Companies may have started slowly, anxious about security and reliability issues early on, but they've largely overcome those concerns and are investing not only launching new services and apps in the cloud but also in moving legacy systems there.

Earlier this month, for instance, 451 Research released a report noting that a majority of enterprises expect to be running their workloads in the cloud within two years.

According to the report, the level of enterprise workloads in the cloud is expected to shift from 41% today to 60% by mid-2018, and 38% of enterprises say they will at least consider, if not prioritize, the cloud for all deployments.

That's the booming market that Oracle wants to get in on.

To that end, the company announced that it's launching a set of new cloud data centers, a low-cost infrastructure-as-a-service (IaaS) offering, and a new Oracle Dense Cloud IO bare metal cloud server product.

On Sunday, Oracle said it was acquiring privately held Palerra, a vendor of cloud security services. Oracle also is in the process of acquiring NetSuite Inc., a business software services and cloud vendor, for $9.3 billion.

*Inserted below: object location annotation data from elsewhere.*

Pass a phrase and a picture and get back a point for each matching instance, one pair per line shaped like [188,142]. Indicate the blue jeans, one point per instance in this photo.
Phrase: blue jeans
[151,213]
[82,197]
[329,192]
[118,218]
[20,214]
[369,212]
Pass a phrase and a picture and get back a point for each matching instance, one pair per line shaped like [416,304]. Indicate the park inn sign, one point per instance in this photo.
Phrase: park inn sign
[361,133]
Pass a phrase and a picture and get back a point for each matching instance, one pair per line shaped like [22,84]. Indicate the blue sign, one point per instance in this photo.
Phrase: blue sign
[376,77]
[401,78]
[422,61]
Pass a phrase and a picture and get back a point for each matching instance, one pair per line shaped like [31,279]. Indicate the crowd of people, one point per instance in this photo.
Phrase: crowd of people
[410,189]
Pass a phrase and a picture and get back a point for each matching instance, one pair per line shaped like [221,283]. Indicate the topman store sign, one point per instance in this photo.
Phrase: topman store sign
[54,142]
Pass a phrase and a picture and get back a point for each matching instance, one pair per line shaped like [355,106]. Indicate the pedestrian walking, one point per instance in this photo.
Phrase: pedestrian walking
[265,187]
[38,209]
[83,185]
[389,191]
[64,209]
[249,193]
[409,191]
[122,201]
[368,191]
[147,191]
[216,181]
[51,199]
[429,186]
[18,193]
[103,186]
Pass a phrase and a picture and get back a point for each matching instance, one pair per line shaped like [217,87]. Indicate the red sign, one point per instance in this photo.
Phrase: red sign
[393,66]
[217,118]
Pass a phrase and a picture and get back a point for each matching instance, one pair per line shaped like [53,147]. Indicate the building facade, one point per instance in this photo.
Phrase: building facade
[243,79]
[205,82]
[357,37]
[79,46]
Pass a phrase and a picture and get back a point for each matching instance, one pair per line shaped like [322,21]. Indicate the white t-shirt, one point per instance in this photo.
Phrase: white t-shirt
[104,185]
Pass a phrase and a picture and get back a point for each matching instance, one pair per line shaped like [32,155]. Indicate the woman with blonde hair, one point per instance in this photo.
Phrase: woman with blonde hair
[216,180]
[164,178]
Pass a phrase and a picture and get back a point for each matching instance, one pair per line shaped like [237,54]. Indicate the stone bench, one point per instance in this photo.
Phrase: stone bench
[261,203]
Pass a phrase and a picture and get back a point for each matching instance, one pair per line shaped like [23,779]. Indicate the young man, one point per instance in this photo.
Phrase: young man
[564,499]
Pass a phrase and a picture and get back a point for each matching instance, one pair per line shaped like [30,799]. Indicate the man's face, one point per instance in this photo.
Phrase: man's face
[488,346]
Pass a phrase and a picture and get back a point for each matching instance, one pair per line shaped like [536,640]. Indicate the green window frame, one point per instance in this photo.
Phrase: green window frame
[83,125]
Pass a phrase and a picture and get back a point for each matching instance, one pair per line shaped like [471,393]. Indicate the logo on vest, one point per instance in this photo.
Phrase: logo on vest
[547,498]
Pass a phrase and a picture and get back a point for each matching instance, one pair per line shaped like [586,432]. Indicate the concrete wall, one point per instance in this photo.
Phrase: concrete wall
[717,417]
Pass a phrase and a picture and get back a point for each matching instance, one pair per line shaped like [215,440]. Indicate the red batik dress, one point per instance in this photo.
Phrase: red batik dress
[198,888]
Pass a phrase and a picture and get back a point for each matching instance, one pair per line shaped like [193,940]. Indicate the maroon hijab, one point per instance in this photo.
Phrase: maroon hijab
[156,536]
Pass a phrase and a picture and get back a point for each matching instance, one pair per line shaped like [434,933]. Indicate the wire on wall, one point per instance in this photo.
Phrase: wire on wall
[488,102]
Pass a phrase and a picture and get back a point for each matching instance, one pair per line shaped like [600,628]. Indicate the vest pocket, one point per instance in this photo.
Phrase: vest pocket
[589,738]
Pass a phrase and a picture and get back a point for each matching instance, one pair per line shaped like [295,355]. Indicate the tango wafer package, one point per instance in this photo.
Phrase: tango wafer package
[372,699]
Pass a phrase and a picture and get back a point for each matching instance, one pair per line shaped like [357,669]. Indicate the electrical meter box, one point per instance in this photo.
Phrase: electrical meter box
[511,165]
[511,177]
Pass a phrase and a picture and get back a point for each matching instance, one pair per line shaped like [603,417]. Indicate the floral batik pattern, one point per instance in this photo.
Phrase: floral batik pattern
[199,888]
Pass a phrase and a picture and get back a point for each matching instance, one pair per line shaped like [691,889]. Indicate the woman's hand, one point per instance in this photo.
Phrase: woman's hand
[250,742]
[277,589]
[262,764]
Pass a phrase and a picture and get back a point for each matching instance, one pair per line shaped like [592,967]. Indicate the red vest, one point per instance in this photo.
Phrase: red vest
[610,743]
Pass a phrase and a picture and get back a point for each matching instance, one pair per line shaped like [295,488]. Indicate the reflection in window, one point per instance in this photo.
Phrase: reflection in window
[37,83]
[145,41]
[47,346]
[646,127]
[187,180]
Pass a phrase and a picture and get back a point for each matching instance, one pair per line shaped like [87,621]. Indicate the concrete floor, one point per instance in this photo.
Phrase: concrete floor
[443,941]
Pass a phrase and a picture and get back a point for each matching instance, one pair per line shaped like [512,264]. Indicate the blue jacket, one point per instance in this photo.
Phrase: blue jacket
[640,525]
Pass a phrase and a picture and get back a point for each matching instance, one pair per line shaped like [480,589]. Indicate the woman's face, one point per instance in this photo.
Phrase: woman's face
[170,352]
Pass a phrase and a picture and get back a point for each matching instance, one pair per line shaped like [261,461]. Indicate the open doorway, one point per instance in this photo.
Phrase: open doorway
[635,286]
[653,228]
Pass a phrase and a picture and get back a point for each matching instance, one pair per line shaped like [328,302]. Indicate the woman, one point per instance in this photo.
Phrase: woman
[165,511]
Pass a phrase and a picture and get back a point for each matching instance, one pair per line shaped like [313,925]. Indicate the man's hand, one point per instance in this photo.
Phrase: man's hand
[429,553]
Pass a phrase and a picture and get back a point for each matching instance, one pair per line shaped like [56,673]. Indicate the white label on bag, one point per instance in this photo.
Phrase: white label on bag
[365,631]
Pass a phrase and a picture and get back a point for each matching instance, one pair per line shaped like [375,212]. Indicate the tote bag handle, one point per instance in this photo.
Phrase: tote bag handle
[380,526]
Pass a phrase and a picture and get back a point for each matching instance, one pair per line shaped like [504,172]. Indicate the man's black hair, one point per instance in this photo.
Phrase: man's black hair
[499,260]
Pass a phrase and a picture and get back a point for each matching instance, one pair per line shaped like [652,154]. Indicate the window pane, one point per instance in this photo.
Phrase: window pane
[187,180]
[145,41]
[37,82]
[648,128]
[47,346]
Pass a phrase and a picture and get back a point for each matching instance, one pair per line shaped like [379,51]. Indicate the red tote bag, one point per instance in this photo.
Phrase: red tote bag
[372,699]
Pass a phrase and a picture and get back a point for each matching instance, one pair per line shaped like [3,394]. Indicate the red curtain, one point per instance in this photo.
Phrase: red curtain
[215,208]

"We're showing up with the right solution at the right time," said Oracle's Daheb. "Customers want someone who has a much more complete stack … We do have the whole package ready. We have the industry's most complete offering. A lot of what we're offering at OpenWorld is enhancements, extensions to what we offer today."

That, according to Daheb, is the trick.

Many enterprises use multiple cloud vendors, such as one for Infrastructure as a service and another for software as a service and still others for integration tools and tools for big data, data analytics and security.

"They don't have that full suite," Daheb said. "Customers are putting this stuff together. 'I'm using Amazon for some of this. I'm using Azure for some of this. I'm using someone else for cloud access management.' Someone has to put that all together."

That someone, he said, is going to be Oracle.

However, it may not be that easy.

While Daheb said the company isn't playing catch up, industry analysts say that is exactly what Oracle is doing.

"I think it is a necessary move, but there is still quite a bit of catching up to do," said Cassandra Mooshian, an analyst with Technology Business Research. "Oracle is trying to move the needle in changing perception … Perception is still the biggest hurdle for Oracle. There's still so much vendor lock-in associated with Oracle that I don't think they're really perceived as a true cloud player yet because the idea of cloud is one that is interoperable. ... Oracle still promotes the all-Oracle or, as I say, the red stack."

Patrick Moorhead, an analyst with Moor Insights & Strategy, noted that when enterprises think about the cloud, they think about AWS, IBM, Google, Microsoft and Salesforce.

Meanwhile, Oracle will have some work to do to get its name in the same breath as the top players.

"Oracle should have started earlier on the cloud, but I give them credit for turning everything over to get there," Moorhead said. "They got a late start and need to compensate for that late start. And they really don't have a mature solution for the hybrid cloud."

And if this doesn't work out for Oracle, Moorhead said he sees trouble ahead for the now-cloud-focused company.